Surgeons share a celebratory selfie after successfully separating three-day-old conjoined twins in a pain-staking operation

December 12, 2018  10:32

This is the celebratory selfie a team of surgeons captured following a pain-staking operation to separate conjoined twins.

The baby girls - who were three days old at the time of the procedure - weighed just 7lbs between them and were joined at the stomach.

Doctors in India managed to convince the unnamed pair's parents that separation surgery was the best option, despite their fears.

A 'challenging' five-hour operation proved a success, and the two girls are expected to be allowed home later this week.

The surgeons in Varanasi, Uttar Pradesh - 186 miles (300km) south east of Lucknow - performed the procedure for free because the parents were not able to pay.

Dr Vaibhav Pandey, assistant professor of paediatric surgery at S S Hospital, said: 'It was one of the rarest operations our hospital does.

'I am very happy that both survived in spite of the long operation and the children being weak.
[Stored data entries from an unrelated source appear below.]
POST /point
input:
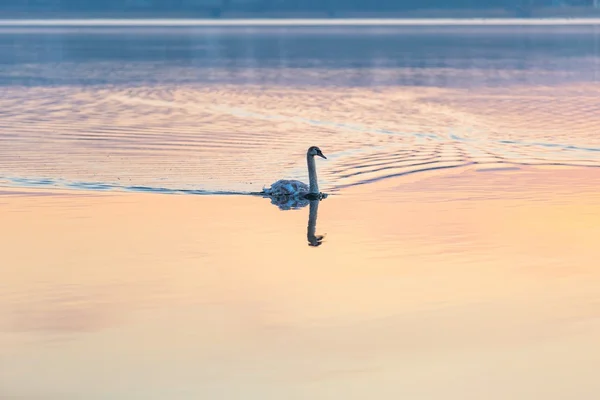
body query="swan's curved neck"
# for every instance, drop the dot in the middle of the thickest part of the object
(312, 174)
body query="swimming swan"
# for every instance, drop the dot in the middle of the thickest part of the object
(293, 188)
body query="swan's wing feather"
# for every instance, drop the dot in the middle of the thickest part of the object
(285, 187)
It was a challenging task.'

The operation took place on December 6 and was performed by a team of five surgeons, ten doctors and 15 nurses.
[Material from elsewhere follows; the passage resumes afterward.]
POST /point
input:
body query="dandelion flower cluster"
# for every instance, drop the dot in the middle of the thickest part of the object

They took a photo with the two girls still on the operating table to celebrate the operation, which was tricky due to their tiny blood supply.

The girls, who are said to be doing well, will be named during traditional rituals performed when they get home.

Medical literature states conjoined twins develop when a woman produces just one egg that doesn't fully separate after being fertilised.

The developing embryo then begins to split into identical twins during the first few weeks but stops before the process is complete.

Births of conjoined twins, whose skin and internal organs are fused together, are rare. They are believed to occur just once in every 200,000 live births.

Approximately 40 to 60 per cent of conjoined twins arrive stillborn, and about 35 per cent survive only one day.

The overall survival rate of conjoined twins is somewhere between five per cent and 25 per cent.

For some reason, female siblings seem to have a better shot at survival than their male counterparts.

Although more male twins conjoin in the womb than female twins, females are three times as likely as males to be born alive.